Read Celestial Inventories Online

Authors: Steve Rasnic Tem

Celestial Inventories (17 page)

“You only want the best for them,” he begins. “Your children. Your grandchildren. And if you don’t have children it’s the children of others you want to thrive—is this not so? Because then you can believe that something of this life will go on, and do well, and make of itself a thing of beauty against the failing of the light. For what else is there, but the spark of us carried by children into the lands where we will never travel?
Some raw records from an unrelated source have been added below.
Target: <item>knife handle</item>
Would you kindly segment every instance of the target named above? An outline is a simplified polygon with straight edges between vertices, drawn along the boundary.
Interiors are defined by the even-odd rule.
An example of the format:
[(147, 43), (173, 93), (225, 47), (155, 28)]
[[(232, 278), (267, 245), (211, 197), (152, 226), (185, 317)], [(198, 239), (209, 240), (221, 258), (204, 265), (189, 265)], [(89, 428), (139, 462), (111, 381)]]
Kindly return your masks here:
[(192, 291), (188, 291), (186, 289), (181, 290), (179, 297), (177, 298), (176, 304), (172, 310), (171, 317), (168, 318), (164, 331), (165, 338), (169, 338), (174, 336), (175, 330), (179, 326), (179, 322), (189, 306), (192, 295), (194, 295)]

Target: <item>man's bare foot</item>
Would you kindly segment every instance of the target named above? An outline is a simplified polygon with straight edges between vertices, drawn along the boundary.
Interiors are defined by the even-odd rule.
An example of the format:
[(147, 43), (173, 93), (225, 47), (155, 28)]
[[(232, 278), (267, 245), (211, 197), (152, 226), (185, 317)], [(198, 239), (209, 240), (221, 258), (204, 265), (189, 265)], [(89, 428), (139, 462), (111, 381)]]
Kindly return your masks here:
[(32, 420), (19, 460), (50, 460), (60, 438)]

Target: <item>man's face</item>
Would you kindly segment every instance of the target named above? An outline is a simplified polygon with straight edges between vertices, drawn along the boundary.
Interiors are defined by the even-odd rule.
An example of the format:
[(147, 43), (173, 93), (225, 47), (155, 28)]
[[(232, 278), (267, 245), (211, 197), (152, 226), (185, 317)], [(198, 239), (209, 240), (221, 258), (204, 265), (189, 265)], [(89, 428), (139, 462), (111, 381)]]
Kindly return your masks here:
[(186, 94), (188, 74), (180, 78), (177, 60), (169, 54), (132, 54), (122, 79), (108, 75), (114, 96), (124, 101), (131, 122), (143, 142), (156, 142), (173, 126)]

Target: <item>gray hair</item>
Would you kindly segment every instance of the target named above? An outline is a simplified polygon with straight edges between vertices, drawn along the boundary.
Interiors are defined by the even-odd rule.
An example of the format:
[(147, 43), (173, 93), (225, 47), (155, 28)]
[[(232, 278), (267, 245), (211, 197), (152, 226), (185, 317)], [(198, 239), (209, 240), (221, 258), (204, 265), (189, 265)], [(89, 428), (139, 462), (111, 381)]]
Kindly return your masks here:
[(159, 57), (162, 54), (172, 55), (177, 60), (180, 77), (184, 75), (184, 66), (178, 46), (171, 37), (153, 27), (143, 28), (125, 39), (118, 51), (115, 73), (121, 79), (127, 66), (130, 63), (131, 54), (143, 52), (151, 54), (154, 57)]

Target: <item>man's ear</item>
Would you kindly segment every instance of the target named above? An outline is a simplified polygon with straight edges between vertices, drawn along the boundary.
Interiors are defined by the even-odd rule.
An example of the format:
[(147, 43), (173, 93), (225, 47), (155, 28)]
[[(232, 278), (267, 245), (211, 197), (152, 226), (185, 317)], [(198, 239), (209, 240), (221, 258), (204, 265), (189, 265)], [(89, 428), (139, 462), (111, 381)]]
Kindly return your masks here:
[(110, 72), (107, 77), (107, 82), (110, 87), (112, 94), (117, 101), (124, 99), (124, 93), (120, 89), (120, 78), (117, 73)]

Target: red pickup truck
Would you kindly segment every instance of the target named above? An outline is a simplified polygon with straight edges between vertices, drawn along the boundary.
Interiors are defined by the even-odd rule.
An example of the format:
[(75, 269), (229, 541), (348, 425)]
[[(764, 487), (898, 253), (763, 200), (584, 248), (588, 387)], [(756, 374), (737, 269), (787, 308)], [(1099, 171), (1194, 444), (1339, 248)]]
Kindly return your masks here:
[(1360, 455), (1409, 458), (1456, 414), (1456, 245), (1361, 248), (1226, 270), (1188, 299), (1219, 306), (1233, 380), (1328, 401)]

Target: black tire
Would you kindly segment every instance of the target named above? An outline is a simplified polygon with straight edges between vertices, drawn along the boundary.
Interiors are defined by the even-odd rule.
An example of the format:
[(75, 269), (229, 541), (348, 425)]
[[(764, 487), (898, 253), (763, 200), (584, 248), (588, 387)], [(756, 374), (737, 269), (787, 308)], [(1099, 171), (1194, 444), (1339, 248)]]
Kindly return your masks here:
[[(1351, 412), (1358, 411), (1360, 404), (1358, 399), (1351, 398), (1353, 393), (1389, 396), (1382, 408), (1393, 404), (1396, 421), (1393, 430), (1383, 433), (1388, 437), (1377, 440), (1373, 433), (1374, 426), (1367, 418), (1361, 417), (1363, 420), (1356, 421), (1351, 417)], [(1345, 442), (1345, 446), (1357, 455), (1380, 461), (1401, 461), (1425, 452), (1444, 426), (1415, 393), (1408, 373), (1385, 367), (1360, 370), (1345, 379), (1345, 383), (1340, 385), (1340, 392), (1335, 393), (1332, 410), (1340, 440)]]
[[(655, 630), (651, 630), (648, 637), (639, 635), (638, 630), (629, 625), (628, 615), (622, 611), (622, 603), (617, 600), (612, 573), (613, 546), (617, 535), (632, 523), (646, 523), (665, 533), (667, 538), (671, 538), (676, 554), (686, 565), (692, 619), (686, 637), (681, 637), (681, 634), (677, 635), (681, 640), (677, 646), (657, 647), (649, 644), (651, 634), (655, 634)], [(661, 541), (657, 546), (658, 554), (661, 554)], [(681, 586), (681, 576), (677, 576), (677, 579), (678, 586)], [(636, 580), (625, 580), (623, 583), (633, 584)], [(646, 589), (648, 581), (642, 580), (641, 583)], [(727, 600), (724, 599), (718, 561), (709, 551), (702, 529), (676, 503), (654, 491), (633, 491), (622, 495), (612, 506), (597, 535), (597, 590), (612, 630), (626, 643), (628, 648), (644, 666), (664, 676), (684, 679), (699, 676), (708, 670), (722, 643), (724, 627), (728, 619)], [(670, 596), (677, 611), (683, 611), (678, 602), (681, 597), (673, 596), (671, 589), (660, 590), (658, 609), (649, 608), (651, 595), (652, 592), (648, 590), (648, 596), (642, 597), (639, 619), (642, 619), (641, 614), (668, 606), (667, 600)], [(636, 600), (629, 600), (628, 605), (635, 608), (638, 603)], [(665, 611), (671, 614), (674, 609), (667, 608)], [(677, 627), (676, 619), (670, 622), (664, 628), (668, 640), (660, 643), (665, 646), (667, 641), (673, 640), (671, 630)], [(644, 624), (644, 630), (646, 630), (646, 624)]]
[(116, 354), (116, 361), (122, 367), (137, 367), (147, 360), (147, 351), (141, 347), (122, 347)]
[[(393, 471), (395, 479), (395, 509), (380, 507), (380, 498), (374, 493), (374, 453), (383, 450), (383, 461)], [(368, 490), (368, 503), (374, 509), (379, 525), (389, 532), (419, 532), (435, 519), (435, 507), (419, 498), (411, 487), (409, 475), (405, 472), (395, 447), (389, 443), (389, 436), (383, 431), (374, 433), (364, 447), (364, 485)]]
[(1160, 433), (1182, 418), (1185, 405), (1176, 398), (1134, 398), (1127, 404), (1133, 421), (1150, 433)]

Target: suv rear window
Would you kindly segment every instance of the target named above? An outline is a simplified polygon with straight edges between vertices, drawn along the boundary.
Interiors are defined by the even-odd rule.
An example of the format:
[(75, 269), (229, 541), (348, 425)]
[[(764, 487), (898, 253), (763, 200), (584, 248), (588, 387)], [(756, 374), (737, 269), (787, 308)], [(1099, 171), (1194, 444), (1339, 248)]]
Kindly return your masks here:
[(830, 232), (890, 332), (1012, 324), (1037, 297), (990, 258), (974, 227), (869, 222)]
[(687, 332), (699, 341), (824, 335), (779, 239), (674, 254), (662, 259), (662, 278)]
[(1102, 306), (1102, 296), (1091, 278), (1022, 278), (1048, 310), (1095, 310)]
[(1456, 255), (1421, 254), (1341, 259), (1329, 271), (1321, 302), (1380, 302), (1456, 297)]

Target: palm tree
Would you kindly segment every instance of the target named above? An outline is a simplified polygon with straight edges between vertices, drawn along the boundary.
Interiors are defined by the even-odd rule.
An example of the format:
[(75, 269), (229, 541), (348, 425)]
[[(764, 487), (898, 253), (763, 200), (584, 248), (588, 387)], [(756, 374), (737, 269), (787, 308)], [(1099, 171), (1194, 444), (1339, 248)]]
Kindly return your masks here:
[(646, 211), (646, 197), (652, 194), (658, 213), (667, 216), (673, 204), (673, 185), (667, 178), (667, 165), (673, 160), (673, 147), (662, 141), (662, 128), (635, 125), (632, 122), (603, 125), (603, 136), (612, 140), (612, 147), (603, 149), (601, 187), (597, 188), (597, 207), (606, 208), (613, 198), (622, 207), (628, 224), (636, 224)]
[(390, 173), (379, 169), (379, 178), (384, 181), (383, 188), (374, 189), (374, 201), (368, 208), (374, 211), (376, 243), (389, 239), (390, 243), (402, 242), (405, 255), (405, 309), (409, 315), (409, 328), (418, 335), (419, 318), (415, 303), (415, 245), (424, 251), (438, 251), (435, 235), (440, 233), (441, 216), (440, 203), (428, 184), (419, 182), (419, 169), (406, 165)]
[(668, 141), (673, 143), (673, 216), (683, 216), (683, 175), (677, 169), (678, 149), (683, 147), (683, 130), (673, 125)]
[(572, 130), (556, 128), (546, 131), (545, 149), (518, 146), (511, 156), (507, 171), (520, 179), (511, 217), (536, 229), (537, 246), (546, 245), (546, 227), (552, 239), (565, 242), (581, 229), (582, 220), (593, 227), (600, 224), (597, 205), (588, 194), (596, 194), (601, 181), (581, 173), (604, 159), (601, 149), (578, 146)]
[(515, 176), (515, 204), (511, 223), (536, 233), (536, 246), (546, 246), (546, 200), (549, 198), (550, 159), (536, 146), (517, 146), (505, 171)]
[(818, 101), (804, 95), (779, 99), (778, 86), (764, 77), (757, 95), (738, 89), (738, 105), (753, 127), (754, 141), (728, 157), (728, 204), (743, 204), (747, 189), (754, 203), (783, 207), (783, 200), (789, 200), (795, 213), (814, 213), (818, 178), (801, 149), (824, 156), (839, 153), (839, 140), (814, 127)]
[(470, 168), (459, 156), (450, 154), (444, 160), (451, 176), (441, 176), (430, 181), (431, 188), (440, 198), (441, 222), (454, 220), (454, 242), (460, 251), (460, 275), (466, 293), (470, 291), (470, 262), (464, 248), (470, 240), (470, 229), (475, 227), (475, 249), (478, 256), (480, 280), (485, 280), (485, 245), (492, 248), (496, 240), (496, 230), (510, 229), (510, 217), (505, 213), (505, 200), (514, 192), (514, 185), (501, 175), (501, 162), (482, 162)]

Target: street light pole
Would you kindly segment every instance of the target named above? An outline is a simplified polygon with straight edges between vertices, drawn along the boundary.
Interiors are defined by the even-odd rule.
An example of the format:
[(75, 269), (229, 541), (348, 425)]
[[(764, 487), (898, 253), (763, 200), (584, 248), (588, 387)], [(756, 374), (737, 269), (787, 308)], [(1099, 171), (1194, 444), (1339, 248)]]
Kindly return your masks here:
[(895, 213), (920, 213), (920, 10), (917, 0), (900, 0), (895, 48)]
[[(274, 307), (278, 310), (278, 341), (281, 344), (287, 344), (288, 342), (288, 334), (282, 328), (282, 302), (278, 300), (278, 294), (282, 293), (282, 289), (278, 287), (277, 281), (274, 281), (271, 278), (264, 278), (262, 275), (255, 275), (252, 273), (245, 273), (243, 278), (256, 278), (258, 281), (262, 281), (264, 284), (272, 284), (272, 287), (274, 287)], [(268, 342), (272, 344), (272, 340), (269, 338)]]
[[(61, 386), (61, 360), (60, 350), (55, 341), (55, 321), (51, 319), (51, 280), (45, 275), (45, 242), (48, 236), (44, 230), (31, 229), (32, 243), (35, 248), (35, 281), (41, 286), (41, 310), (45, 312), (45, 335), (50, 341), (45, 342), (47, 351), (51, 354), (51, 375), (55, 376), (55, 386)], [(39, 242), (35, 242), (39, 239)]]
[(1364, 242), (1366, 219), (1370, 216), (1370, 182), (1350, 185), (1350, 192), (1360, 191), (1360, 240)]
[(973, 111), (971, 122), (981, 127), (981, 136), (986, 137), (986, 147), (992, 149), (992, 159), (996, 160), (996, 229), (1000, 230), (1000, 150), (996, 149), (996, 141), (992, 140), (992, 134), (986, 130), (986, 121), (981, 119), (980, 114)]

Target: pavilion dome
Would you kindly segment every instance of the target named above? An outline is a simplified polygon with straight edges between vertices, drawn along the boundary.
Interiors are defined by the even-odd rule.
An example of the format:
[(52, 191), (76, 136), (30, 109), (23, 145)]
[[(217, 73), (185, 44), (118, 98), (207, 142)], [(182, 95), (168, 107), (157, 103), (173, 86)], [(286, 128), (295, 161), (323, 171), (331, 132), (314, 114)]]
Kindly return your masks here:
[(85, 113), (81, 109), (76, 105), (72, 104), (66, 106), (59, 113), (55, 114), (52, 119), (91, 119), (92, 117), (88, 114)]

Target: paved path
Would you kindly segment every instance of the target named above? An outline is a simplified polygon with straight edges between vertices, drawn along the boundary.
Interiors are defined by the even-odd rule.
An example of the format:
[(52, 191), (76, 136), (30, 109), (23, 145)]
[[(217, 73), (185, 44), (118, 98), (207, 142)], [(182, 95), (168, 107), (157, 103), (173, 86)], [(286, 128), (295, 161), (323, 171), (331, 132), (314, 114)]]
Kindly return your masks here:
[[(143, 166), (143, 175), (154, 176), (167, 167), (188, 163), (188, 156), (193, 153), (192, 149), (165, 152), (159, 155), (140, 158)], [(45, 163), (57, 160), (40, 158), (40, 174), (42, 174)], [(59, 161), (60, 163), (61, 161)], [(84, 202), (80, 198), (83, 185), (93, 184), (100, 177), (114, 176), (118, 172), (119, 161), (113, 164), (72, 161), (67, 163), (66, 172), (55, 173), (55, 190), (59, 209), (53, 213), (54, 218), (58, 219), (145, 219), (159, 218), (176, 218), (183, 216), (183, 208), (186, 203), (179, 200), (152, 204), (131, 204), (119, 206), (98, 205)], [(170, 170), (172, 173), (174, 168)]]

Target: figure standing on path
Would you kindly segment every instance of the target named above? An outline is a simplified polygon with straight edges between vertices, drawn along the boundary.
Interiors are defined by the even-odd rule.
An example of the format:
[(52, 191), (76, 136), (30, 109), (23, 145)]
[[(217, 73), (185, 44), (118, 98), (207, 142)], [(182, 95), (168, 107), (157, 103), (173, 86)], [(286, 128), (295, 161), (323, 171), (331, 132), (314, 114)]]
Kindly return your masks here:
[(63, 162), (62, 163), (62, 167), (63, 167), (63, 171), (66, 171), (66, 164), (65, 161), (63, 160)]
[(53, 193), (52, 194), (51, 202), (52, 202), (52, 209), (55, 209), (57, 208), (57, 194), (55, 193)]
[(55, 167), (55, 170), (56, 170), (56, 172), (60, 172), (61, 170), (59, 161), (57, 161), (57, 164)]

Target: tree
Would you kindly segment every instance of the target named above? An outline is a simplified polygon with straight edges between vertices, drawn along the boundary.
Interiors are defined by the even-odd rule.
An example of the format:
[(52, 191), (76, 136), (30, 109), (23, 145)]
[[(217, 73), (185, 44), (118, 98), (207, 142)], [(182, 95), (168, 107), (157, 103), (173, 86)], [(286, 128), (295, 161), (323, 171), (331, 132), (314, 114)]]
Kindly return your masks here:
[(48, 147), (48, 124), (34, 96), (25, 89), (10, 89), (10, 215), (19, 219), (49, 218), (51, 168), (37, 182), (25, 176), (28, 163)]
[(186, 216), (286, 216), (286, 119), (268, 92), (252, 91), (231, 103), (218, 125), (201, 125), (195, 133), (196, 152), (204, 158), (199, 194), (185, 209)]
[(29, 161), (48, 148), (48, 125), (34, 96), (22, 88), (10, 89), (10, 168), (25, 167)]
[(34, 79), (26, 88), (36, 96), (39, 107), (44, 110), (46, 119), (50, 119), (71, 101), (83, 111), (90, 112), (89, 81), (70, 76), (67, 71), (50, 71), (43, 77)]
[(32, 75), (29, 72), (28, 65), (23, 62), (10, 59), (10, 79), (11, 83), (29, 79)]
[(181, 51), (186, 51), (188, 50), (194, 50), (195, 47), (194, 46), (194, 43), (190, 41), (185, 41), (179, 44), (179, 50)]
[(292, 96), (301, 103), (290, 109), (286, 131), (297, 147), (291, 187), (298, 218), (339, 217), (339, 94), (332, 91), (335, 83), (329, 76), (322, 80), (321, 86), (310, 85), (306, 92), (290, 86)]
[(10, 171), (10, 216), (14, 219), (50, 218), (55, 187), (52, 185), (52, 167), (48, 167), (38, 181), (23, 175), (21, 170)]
“And so you buy them things, grand things your own parents could never afford. And you hand these things to them, as if you were handing down sacrifices and offerings to some fierce and unstoppable god. ‘Take these things I have given you and do well,’ you say. ‘Make my dreams into something capable of movement and breath. And do not damage me, make no attempt to rob me of my last remaining dignities because I swear, I only wish you well.’

“And that’s the best you can do. That’s the best any of us can do, in these final days of sales.”

Placing his sample case on the concrete in front of the old man, he goes into the trunk of his car and hauls out box after box of Bibles and encyclopaedias, grand dictionaries full of ideas he has never been able to express, baskets of outdated kitchen accessories which have lost both their utility and their names, perfumes and cleansers, small gifts for every occasion. The old man stares drunkenly at the salesman, unable to manage even a thank you.

The salesman walks away empty
handed, leaving all the voices, all the give and take and the I’ve-got-something-special-for-yous behind, knowing full well that he will not have to sell himself to the rain, or the wind, or the ground with its daily increase in gravity. And there is a peace in knowing that not all deals have to be closed.

From the outside, his home looks no different from all the others. This is the way he wants it—there is a comfort in the cloning of every house he has ever seen on television, the slavish duplication of columns and brickwork, the same angled roofs repeated again and again across the horizon to become a geometry of reassurance.

Emil has no reason to leave his house. The company pension provides for him quite comfortably. Why he should be receiving a pension, why they should reward decades of poor salesmanship, he has no idea. But then reward and punishment has always been a puzzle he is unable to solve.

Groceries can be delivered relatively cheaply from the smaller stores. Items may be ordered over the phone even without a catalogue: he will work from lists of merchandise but pictures of anything are forbidden in his house. He receives a daily newspaper, but pays the man next door a handsome sum to censor it for him, until the paper is like lace in his hands, beautiful in its way as shreds of celebrities and the dire news of the world allow the morning sunlight to pass through, making intricate shadowscapes on his Formica kitchen table.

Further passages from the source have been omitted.